“Eh, dear!” said Jane. “Rumor’s a queer thing.”
She did not vouchsafe any more, and Mrs. Meadowsweet was too innocent and indolent and comfortable in her mind to question her.
The other person who knew nothing was Mrs. Bertram. Of all the people in the world Mrs. Bertram was perhaps the most interested in that wedding which was to take place on Tuesday. The wedding could scarcely mean more to the bride and bridegroom than it did to her—yet no news of any contretemps, of any little hitch in the all-important proceedings, had reached her ears. For the last week she had taken steps to keep Catherine and Mabel apart from all Northbury gossip. The servants at the Manor who, of course knew everything did not dare to breathe a syllable of their conjectures. The bravest Hartite and Beatricite would not have dared to intrude their budgets of wild conjecture on Mrs. Bertram’s ears. Consequently she lived through these exciting days in comparative calm. Soon the great tension would be over. Soon her gravest alarms would be lulled to rest, Now and then she wondered that Beatrice was not oftener at the Manor. Now and then she exclaimed with some vexation at Mr. Ingram’s extraordinary absence from home at such a time.
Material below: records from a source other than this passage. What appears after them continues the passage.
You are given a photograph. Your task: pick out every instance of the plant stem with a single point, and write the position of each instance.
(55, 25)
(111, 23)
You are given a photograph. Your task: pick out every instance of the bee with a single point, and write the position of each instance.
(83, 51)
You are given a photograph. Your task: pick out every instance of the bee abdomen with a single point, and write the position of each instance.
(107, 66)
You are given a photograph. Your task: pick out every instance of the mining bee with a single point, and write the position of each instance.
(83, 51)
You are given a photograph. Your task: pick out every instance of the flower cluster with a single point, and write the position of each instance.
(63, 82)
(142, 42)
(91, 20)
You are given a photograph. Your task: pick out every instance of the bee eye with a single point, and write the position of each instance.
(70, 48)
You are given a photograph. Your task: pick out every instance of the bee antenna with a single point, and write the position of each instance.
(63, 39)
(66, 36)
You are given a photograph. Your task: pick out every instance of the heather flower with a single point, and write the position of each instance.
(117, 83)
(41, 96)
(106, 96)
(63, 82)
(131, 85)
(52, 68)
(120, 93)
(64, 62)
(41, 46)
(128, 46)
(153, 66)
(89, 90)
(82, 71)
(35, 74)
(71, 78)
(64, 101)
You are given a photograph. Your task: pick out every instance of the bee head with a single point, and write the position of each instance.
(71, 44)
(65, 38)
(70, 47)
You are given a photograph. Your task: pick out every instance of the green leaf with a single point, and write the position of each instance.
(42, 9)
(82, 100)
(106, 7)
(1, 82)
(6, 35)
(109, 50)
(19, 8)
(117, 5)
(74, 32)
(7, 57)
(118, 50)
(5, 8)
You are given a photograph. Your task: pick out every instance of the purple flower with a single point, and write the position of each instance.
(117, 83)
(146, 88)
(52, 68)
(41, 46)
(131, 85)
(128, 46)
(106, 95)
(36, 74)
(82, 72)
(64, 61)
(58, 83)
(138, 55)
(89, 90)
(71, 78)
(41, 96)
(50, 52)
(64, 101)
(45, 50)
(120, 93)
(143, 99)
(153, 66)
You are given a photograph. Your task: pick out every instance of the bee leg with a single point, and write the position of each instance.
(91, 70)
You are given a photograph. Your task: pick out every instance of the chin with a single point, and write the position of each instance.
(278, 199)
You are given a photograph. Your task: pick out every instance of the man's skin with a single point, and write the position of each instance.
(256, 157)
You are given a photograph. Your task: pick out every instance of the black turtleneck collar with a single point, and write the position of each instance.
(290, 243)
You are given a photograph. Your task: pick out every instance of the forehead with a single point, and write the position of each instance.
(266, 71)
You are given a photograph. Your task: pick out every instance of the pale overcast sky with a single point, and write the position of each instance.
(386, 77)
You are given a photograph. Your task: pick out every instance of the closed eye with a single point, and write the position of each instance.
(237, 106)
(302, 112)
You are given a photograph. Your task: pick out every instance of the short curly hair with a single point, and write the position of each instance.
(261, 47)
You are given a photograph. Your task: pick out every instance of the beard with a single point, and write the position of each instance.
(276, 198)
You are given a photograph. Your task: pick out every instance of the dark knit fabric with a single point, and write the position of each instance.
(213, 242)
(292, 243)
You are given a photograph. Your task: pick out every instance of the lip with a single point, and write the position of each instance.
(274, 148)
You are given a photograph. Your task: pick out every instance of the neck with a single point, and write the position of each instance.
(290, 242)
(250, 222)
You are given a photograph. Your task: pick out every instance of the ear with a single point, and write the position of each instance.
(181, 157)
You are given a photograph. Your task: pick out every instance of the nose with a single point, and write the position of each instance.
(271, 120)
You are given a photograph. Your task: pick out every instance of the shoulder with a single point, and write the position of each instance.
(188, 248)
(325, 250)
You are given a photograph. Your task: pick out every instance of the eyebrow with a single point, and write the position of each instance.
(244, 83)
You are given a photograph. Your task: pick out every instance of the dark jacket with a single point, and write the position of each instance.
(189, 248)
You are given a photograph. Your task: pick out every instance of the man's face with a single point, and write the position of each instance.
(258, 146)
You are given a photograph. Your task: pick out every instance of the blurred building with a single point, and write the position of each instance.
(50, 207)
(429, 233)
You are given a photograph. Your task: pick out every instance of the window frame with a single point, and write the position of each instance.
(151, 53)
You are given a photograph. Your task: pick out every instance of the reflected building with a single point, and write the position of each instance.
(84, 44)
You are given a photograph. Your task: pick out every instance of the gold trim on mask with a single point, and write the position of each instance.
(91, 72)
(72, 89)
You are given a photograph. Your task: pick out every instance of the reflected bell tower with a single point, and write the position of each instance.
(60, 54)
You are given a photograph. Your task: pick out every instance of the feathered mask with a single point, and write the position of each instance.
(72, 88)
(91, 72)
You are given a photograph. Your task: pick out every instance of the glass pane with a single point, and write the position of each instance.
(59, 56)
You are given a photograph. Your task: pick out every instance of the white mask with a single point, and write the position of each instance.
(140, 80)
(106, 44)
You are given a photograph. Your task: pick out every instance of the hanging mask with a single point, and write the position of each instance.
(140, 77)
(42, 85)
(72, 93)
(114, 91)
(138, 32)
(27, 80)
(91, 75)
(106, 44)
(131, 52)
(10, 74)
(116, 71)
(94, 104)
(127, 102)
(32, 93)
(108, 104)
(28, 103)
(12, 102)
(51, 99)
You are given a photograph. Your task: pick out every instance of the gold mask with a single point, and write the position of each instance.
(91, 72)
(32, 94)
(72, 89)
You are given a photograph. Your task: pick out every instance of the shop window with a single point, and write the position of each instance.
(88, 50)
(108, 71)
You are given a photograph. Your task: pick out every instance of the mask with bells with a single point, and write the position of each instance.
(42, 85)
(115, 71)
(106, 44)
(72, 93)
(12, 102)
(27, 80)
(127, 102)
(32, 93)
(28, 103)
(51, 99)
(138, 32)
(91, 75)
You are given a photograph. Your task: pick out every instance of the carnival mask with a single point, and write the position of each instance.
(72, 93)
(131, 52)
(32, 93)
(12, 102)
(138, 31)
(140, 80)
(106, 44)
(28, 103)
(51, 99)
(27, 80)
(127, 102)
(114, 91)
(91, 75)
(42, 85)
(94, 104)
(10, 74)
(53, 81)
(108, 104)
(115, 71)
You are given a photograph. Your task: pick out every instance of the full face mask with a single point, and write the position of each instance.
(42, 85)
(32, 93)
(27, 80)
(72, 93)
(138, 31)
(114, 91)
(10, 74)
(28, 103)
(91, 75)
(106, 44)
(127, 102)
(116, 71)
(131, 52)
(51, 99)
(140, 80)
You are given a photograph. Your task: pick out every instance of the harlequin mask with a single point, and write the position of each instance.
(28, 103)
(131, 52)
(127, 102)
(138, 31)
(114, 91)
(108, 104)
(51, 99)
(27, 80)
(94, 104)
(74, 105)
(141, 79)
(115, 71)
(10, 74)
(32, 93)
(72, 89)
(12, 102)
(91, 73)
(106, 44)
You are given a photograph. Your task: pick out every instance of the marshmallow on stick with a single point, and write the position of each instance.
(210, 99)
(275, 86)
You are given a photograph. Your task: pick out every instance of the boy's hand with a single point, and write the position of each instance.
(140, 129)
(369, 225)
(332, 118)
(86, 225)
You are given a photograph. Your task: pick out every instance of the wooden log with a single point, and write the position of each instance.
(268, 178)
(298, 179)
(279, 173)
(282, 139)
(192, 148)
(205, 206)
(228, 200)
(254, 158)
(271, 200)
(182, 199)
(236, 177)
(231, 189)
The Rector had gone to London, and a stranger took his pulpit on that all-important Sunday before the wedding.
Mrs. Bertram wondered a little over these two points, but they did not greatly disturb her;—Loftus was at home and Loftus looked strangely, wildly happy.
Mrs. Bertram had been alarmed, and rendered vaguely uneasy by her son’s gloom a few days ago, but there was no shadow resting on the young man’s face now. He laughed, he talked, his eyes wore an exultant expression in their fire and daring. He caressed his sisters, he hung over his mother’s chair, and kissed her.
“Ah, Loftie,” she said once, “you are really and honestly in love. I have had my doubts that you did not really appreciate our dear and noble Beatrice. But your manner the last few days, your spirits, my son, your all-evident happiness, have abundantly sent these doubts to rest. You are in love with your future wife, and no wonder!”
“No wonder,” echoed Loftus.
He had the grace to blush.
“Yes, I am in love,” he said. “No one was ever more madly in love than I am.” Then after a pause he added: “And I think Beatrice, without exception, the noblest and best woman on earth.”
“That is right, my boy. Ah, Loftus, I am glad I could do one thing for you. I have got you a wife whose price is above rubies.”
Bertram laughed.
“You have made a feeble joke, mother,” he said in some confusion. “I should like to know to which you allude—Bee’s money or her personal charms.”
“Both—both—you naughty boy Beatrice is all that could be desired in herself, but in what position should you and I be in the future without her money?”